# Telling the Story of Infinity

## Cardinality: 1-1 Correspondence

• Cardinality is used for comparing two data sets. If they have the same sizes, we say these two data sets have the same cardinality.
• The 1-1 Correspondence theorem is to compare two data sets one by one. If all elements in one data set match the other data sets, we say they have the same cardinality, if not, they don’t.
• For example, data sets A [1, 2, 3, 4, 5] and B [6, 7, 8, 9 ,10]. In those two data sets, we can make 1 corresponds 6, 2 corresponds 3, and so on. So, we can conclude that A and B have the same cardinality.
• The 1-1 Correspondence theorem is a stable relationship between two data sets. If we conclude that, the data sets A and B have the same cardinality, that means we can find a stable relationship, that given an element in A, to find its corresponding one in B, which is not random but constant, and don’t miss one out.
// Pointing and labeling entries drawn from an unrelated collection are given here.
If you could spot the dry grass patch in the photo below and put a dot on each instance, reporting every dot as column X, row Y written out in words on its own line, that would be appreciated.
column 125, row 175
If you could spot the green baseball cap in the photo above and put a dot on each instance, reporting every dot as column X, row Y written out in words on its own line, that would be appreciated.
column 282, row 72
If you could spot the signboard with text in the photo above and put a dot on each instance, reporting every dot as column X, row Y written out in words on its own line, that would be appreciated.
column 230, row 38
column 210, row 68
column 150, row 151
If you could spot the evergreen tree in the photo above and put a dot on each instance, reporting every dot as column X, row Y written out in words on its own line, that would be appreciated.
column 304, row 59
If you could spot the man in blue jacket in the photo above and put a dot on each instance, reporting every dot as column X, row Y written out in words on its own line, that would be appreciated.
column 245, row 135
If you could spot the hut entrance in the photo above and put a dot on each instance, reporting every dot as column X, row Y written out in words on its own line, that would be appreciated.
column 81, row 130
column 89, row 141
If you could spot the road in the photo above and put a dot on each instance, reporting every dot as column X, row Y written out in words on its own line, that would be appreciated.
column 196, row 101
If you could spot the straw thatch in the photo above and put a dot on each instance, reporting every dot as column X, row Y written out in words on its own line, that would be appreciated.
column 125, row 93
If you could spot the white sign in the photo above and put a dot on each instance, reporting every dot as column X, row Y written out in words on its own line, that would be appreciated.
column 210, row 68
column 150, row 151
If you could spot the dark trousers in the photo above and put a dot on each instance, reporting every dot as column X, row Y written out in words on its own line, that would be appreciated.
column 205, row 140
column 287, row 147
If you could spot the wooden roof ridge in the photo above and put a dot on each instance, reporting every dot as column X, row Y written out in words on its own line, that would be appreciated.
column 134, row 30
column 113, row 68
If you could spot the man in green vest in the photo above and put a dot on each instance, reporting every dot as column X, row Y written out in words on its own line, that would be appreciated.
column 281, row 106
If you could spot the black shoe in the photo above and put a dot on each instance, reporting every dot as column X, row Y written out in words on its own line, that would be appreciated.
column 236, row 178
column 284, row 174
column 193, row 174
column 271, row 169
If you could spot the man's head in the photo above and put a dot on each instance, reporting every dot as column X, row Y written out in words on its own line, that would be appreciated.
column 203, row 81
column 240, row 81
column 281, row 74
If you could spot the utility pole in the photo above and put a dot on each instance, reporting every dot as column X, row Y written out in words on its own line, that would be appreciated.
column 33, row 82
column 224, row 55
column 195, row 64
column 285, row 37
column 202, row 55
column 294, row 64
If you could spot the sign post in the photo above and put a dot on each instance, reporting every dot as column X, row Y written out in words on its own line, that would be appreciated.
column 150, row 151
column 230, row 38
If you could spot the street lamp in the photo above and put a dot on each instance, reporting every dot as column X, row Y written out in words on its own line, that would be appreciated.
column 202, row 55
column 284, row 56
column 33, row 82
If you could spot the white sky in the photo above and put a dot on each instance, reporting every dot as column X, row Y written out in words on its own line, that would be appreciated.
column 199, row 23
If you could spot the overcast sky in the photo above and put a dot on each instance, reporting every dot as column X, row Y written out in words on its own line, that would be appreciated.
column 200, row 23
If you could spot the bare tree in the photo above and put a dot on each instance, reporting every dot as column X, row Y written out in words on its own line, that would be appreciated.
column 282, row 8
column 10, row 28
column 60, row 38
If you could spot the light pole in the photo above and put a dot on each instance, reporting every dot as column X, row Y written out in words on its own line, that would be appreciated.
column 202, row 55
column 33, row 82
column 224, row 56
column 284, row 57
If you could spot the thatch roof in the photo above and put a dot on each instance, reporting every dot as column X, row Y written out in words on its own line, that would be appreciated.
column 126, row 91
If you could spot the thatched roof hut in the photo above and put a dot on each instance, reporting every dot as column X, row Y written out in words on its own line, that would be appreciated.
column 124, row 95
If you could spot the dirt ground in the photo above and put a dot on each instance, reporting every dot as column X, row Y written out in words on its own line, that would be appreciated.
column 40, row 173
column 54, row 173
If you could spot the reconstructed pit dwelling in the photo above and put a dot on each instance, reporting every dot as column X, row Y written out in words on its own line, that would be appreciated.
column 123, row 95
## Cardinality of the Integers

• This section we compare the natural numbers and the integers to see if they have the same cardinality.
• First, we list some of the natural numbers and the integers to see the difference.
• The natural numbers: [0, 1, 2, 3, …, n-2, n-1, n]
• The integers: [-n, -n+1, -n+2, …, -3, -2, -1, 0, 1, 2, 3, …, n-2, n-1, n]
• The only difference between them is, the integers have lots of negative numbers. So to simplify the question, let’s use the subset of the integers: [-3, -2, -1, 0, 1, 2, 3, …, n-2, n-1, n]. How to make one-to-one correspondence between the subset of the integers and the natural numbers ? Quite simple, right? -3 -> 0, -2 -> 1, -1 -> 0, …, but we can apply this method to the integers, it will cause one infinity append to another infinity.
• Let’s rewrite the integers’ format to this [0, 1, -1, 2, -2, 3, -3, …, n-2, -n+2, n-1, -n+1, n, -n]. We can see the data all flow to the right. Then compare to the natural numbers will be like: 0 -> 0, 1 -> 1, 2 -> -1, 3 -> 2, 4 -> -2, … . So we proved the natural numbers and the integers
do have the same cardinality. And the key to this question is to let them flow to one side.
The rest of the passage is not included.